Vengo fuori da un'incursione in territorio straniero, il processo penale.
Ne vengo fuori vittorioso, e felice per i miei clienti, assolti con formula piena rispetto a capi d'accusa infamanti e lesivi della loro immagine di pubblici amministratori, tecnici, dirigenti e funzionari.
Ma faccio delle riflessioni sul mondo che si muove intorno al processo penale con gli occhi di chi lo ha visto dal di dentro.
Il processo penale ti stritola.
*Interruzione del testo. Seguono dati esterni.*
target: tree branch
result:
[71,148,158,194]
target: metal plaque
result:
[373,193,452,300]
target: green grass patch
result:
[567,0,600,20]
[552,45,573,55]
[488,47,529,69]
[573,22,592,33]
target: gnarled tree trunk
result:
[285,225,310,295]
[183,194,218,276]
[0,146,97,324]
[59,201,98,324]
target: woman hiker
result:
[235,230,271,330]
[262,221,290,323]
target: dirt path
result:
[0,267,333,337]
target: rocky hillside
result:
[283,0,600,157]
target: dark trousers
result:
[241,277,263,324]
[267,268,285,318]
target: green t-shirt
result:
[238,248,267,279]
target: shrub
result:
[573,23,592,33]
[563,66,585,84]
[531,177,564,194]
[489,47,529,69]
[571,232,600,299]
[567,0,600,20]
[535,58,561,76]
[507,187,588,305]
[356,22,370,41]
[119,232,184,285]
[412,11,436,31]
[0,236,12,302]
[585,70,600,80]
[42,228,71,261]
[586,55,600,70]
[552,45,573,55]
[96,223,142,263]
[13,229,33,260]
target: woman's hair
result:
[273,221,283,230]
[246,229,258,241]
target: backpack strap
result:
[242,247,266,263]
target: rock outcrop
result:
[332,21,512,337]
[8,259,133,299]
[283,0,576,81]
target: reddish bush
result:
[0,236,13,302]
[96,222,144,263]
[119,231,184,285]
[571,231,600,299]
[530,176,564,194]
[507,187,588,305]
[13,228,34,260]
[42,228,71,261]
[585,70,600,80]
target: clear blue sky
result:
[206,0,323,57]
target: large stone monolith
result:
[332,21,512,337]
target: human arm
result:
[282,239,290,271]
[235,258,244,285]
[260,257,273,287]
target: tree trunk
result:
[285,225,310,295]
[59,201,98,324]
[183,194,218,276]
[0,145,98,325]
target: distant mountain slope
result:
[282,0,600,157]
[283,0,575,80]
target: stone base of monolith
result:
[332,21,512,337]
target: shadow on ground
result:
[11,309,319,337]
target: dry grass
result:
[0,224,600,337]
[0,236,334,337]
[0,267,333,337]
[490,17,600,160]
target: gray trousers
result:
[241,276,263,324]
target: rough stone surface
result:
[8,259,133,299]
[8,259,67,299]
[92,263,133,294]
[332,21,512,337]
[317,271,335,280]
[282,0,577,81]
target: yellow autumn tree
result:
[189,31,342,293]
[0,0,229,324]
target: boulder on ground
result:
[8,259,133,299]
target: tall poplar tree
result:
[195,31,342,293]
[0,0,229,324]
E quello che ti stritola, specie se sei un personaggio pubblico, non è neanche il processo in sè, che pure ha pecche non di poco conto, ma la rappresentazione che di quel processo viene fornita alla gente.
A partire dal giorno in cui la polizia giudiziaria arriva in sede per raccogliere dei documenti e ti ritrovi con un titolo a nove colonne del tipo la polizia giudiziaria presso la sede della società x, indagini in corso, ipotesi di reato.
E tu magari vorresti dire che si tratta di un errore, che non sei colpevole di niente, ma i tuoi tentativi di comunicare alla gente si infrangono contro la triste realtà delle regole del giornalismo: tira di più la notizia delle ruberie, specie di pubblici amministratori, che la smentita, la puntualizzazione, la noiosa spiegazione del perchè quel reato non possa esistere, nella fattispecie.
E quindi dopo ogni udienza è uno stillicidio di titoli che dicono che sei imputato. E la richiesta del PM. E la richiesta della parte civile. E il rinvio dell'udienza.
Ogni volta sei sbattuto sui giornali come colpevole.
Poi capita, come in questo caso, che sei assolto con formula piena e scagionato da qualsiasi accusa.
E certo la notizia terrà banco per un giorno sulla stampa locale.
Ma il fango schizzato resterà a segnare per sempre un'esistenza.